Whose wires will it travel over? Well the answer is more likely than not going to be wireless connections. WiFi routers are a lot more abundant now than they ever were creating a new wifi standard that supports P2P adhoc networking is not far fetched. The internet will essentially consist of millions of individual access points acting as nodes.

This isn't a new idea, I think Google wanted to make something like this happen a few years ago but the time wasn't right. If the major providers start charging extra based on the domain you want to access, that may be the catalyst that sets the P2P internet in motion.

As for Sprint and smaller providers benefiting from Verizon or Comcast going the premium access route - highly unlikely. The large telecom providers own most of the infrastructure and therefore have ultimate control over the minimum that a company like Sprint could charge for access. There are "peering" agreements between large telecom providers which basically amount to "You can use my lines if I can use yours" but smaller providers are LEASING the infrastructure and have to make a profit on top of the fees they pay to lease the lines...they also need to abide by the terms of the leasing agreement, which may require them to follow in kind on the premium access charges.

RE: Optimism
By Yames on 12/21/2010 1:18:53 PM , Rating: 2
There will not be any tolls between peers (internet providers). Once you're on the internet, you're on. Tolls can only be instituted by the edge providers as they control their customers traffic, and can map the traffic back to actual customers. Control to that degree between peers is just too cumbersome and does not make any sense if you understand how the internet operates.

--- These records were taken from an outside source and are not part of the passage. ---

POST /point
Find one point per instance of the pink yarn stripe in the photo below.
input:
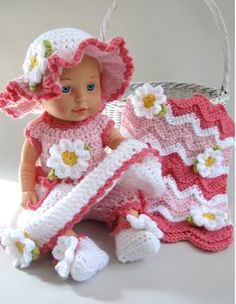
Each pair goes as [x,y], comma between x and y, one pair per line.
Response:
[107,132]
[185,177]
[210,115]
[200,237]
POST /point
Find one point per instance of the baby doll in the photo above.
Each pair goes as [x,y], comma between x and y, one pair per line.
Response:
[70,76]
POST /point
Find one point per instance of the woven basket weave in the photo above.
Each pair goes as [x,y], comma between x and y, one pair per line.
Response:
[177,89]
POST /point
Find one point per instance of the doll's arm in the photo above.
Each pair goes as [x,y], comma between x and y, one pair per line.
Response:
[115,138]
[27,172]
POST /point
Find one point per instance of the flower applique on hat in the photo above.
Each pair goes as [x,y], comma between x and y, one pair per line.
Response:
[35,64]
[149,101]
[61,48]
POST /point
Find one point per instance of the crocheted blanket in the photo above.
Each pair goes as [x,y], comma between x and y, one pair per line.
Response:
[46,226]
[195,139]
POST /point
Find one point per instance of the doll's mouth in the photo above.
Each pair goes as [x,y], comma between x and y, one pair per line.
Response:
[80,111]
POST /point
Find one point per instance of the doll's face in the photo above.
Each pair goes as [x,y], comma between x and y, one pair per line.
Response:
[81,92]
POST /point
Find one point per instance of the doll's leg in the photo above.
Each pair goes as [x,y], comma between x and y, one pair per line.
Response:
[136,235]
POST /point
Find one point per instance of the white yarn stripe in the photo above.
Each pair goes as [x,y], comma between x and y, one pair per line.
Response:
[180,150]
[166,213]
[45,226]
[195,122]
[196,192]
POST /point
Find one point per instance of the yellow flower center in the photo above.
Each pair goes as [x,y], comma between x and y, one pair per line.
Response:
[20,246]
[209,216]
[210,161]
[149,101]
[69,158]
[34,62]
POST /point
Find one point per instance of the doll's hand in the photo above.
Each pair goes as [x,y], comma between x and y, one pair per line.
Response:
[29,198]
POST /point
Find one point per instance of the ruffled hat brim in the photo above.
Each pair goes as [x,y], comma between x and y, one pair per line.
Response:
[116,71]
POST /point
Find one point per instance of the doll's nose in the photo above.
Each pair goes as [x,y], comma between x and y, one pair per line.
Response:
[80,96]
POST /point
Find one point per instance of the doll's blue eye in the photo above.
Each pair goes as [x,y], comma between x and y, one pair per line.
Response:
[90,87]
[65,89]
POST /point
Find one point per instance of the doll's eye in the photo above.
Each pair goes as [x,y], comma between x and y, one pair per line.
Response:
[90,87]
[65,89]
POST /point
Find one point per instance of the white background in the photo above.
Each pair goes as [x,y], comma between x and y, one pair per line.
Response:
[174,40]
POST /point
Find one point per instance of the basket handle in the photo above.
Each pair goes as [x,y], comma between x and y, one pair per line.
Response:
[219,20]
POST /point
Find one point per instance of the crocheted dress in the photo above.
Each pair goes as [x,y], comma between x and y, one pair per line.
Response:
[50,137]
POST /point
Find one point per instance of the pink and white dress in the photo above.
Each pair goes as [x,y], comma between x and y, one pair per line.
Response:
[56,140]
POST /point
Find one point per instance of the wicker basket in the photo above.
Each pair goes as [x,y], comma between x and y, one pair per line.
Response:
[177,89]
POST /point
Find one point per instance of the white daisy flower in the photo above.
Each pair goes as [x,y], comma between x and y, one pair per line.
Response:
[64,252]
[148,101]
[210,218]
[68,159]
[35,63]
[20,247]
[208,161]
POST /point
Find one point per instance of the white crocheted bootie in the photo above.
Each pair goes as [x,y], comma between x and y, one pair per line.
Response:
[89,259]
[80,257]
[139,241]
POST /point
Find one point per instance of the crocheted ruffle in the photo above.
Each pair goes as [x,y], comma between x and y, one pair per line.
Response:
[117,69]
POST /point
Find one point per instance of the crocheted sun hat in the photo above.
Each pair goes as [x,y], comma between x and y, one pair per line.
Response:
[63,48]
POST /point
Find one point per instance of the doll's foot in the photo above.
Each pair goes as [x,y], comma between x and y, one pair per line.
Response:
[139,241]
[78,256]
[89,259]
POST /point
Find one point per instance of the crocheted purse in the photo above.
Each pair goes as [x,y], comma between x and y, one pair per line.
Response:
[194,136]
[195,140]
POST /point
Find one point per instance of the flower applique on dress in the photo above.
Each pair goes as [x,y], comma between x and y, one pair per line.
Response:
[68,159]
[149,101]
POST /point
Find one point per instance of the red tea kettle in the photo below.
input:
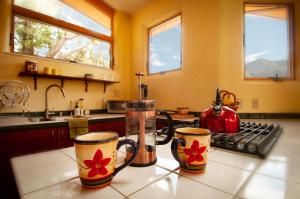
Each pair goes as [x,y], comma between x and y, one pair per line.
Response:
[219,118]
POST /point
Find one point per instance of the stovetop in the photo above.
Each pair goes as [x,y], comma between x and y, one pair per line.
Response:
[254,138]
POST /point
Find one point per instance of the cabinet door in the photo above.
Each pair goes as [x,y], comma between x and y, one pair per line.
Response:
[30,141]
[118,126]
[63,138]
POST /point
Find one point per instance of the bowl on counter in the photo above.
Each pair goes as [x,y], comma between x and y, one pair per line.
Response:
[182,110]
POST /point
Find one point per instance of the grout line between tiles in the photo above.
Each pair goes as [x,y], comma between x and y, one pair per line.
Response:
[278,178]
[233,166]
[118,191]
[67,155]
[156,180]
[171,170]
[49,186]
[204,184]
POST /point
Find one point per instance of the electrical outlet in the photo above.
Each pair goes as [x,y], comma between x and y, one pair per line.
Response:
[241,103]
[255,103]
[116,93]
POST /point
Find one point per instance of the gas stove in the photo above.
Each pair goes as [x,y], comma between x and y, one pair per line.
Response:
[254,138]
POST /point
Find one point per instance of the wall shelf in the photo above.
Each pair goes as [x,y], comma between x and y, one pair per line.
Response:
[62,79]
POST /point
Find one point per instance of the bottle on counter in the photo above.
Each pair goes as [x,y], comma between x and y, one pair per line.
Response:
[76,110]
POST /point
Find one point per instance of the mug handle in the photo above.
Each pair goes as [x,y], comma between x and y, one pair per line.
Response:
[126,163]
[174,146]
[169,131]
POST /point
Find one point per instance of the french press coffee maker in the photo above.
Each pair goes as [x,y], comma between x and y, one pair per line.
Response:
[141,127]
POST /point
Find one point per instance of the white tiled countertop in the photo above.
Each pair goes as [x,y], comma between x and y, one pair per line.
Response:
[54,174]
[17,121]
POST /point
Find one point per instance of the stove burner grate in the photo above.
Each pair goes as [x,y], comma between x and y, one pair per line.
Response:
[254,138]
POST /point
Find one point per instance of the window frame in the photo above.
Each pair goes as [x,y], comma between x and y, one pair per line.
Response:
[291,42]
[48,20]
[148,45]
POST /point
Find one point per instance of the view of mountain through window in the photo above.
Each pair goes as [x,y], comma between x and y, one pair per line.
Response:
[267,41]
[165,46]
[40,38]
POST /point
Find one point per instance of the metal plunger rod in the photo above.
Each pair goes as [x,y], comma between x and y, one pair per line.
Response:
[139,75]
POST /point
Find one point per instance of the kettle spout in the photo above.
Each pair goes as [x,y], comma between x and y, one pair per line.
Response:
[218,103]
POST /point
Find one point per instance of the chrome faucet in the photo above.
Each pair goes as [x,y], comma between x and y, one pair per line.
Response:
[47,113]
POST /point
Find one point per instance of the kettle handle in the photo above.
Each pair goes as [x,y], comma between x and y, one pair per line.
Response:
[169,131]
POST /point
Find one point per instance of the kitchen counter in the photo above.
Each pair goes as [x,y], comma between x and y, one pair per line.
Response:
[17,123]
[54,174]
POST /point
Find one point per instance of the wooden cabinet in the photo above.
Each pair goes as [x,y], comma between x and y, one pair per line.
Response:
[63,138]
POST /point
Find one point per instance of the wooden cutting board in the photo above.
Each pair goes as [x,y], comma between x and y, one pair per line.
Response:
[177,116]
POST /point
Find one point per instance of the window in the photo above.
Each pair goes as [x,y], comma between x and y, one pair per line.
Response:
[268,41]
[165,46]
[63,30]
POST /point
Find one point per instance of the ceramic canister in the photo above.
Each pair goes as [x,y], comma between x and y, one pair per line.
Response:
[96,157]
[190,148]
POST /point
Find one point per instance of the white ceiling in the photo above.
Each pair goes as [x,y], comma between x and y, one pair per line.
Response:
[128,6]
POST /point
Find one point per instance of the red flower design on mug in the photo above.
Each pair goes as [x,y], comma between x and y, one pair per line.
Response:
[97,164]
[195,152]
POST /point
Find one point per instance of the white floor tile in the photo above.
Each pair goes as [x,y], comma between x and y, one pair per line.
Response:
[226,178]
[165,159]
[132,179]
[178,187]
[32,179]
[70,151]
[37,159]
[260,186]
[290,172]
[73,189]
[236,160]
[285,155]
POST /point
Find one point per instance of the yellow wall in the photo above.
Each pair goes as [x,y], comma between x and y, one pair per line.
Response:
[12,64]
[212,57]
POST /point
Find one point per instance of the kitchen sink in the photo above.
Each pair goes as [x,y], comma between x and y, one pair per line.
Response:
[57,118]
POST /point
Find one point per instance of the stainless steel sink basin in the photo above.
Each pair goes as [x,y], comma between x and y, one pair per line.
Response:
[58,118]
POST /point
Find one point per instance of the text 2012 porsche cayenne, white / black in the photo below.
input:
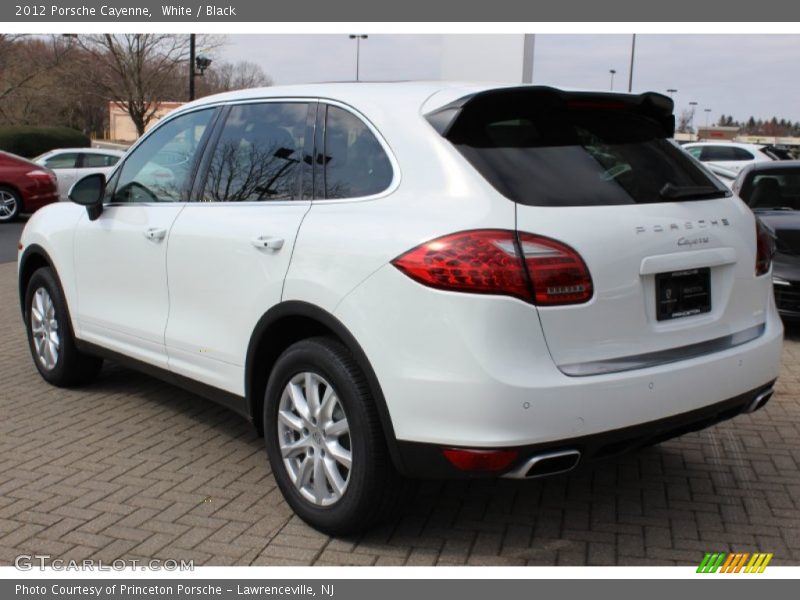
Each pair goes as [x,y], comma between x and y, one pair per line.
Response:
[414,279]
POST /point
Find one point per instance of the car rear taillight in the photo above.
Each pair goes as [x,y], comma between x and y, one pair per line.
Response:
[557,273]
[765,248]
[496,261]
[41,176]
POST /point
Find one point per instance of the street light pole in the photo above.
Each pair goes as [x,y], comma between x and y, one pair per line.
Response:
[630,71]
[691,116]
[358,38]
[191,66]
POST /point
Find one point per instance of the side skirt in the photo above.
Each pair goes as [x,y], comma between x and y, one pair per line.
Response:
[227,399]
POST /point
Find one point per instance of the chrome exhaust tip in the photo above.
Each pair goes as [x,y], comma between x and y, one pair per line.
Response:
[549,463]
[759,401]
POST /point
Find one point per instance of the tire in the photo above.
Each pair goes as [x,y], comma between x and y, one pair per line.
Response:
[10,205]
[50,337]
[347,424]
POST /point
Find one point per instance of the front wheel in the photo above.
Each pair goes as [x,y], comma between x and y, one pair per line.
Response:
[324,439]
[50,337]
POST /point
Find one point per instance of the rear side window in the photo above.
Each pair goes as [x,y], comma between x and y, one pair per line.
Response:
[258,154]
[355,164]
[732,153]
[65,160]
[560,156]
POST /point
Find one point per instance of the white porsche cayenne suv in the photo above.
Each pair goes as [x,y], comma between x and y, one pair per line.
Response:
[405,280]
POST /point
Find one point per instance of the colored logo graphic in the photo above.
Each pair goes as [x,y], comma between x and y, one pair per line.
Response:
[741,562]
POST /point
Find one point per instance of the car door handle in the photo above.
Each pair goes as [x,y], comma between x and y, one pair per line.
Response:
[268,242]
[155,234]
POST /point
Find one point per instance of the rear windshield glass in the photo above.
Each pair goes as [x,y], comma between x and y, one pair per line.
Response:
[563,157]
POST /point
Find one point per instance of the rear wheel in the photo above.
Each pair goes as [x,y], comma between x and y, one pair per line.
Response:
[50,337]
[10,204]
[324,439]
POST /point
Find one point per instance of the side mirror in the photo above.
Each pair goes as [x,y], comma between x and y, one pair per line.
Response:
[89,191]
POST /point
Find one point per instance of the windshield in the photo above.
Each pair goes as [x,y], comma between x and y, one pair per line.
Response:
[580,157]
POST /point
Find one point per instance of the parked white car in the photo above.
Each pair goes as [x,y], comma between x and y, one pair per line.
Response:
[70,164]
[733,156]
[425,279]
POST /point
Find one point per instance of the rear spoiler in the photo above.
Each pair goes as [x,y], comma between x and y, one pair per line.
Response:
[499,100]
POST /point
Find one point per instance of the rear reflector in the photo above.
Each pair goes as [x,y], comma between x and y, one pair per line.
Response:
[496,261]
[466,459]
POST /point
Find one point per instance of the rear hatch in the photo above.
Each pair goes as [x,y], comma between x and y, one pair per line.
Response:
[670,251]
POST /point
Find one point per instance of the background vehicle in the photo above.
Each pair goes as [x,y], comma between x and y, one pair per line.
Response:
[730,155]
[70,164]
[772,190]
[415,279]
[24,186]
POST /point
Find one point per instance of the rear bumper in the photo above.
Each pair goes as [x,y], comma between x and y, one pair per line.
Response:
[427,460]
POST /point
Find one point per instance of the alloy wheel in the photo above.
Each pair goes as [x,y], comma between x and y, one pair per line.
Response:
[314,439]
[45,330]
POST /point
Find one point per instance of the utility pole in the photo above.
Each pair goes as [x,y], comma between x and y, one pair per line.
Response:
[630,71]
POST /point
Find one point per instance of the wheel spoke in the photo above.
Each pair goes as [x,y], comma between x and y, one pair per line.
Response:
[312,394]
[304,472]
[342,455]
[299,401]
[295,448]
[333,476]
[295,423]
[320,489]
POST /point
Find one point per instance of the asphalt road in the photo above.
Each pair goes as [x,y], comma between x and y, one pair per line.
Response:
[9,236]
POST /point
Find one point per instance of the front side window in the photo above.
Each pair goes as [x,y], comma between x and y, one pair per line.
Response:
[259,154]
[65,160]
[355,164]
[159,169]
[98,161]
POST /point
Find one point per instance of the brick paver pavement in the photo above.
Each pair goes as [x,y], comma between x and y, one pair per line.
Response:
[130,467]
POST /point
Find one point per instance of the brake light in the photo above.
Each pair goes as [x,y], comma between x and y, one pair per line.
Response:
[765,248]
[495,261]
[557,272]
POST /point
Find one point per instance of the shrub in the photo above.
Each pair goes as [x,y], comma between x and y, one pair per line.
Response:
[33,141]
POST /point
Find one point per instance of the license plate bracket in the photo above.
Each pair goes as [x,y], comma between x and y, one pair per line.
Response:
[683,293]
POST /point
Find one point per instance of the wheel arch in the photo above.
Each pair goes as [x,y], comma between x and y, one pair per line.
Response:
[35,257]
[290,322]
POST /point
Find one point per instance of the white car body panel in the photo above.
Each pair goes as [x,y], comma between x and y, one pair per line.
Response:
[220,284]
[121,277]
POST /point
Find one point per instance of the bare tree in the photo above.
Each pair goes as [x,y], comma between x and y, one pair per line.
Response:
[224,76]
[137,71]
[27,65]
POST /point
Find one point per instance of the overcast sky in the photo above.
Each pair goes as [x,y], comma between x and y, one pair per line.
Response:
[739,75]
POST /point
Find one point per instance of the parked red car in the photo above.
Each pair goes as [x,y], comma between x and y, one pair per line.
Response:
[24,186]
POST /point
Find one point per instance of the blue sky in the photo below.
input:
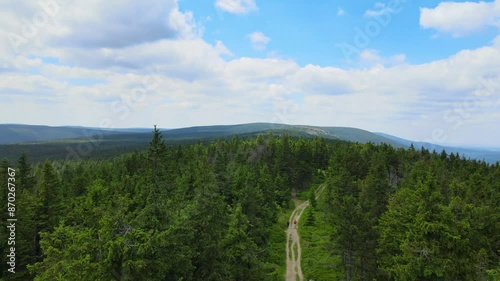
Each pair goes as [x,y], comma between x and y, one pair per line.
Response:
[309,33]
[421,70]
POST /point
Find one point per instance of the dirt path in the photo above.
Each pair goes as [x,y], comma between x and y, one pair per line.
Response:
[293,250]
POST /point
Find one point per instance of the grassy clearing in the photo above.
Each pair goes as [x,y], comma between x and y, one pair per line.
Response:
[277,249]
[317,262]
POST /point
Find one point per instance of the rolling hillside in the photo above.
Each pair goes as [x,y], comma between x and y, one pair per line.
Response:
[16,133]
[44,142]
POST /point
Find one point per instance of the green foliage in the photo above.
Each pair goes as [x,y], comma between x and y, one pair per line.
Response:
[218,210]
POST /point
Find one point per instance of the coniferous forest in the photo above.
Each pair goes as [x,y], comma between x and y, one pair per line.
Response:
[209,211]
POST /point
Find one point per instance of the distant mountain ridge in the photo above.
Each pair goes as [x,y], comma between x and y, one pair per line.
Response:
[37,135]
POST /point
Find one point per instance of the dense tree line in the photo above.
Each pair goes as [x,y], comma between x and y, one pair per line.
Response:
[413,214]
[191,212]
[205,211]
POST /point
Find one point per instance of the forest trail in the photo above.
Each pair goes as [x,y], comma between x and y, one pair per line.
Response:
[293,250]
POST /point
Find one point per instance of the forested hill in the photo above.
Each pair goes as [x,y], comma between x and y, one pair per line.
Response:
[44,142]
[12,133]
[210,211]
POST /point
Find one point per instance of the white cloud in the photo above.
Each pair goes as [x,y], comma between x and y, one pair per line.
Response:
[94,23]
[372,57]
[236,6]
[380,9]
[259,40]
[197,83]
[369,55]
[222,49]
[461,18]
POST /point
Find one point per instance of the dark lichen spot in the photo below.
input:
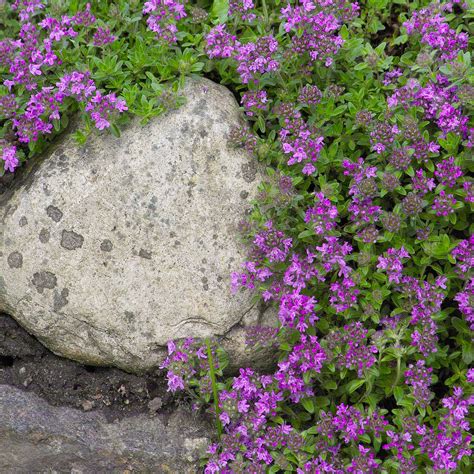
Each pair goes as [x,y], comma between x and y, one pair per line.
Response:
[54,213]
[71,241]
[106,246]
[42,280]
[44,236]
[15,260]
[60,299]
[144,254]
[249,171]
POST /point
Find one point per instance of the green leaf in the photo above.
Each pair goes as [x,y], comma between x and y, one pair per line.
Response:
[355,384]
[220,10]
[306,233]
[308,404]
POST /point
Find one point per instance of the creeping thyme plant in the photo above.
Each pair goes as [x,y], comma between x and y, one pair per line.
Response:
[361,237]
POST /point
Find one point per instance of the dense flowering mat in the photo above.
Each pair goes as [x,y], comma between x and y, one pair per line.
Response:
[361,235]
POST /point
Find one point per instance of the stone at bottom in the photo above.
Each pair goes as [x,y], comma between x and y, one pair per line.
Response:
[38,438]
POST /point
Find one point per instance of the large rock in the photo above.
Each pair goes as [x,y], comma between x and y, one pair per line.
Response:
[109,250]
[38,438]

So the original argument is still valid in that customers will flock to ISPs/Wireless providers that offer flat rate access charges, like what we have today, if available.

I agree that the Govt should stay out of it until such a time where the consumer is at such a disadvantage that there is no way for them to fight back, i.e. the fair market collapses.

RE: Optimism
By mindless1 on 12/24/2010 9:17:41 AM , Rating: 2
Actually there could be. If these edge providers are billed by the peers based on where the traffic goes they will argue the fairness of and attempt to pass on the costs to their subscribers, so while it is not direct billing it is still indirectly doing so.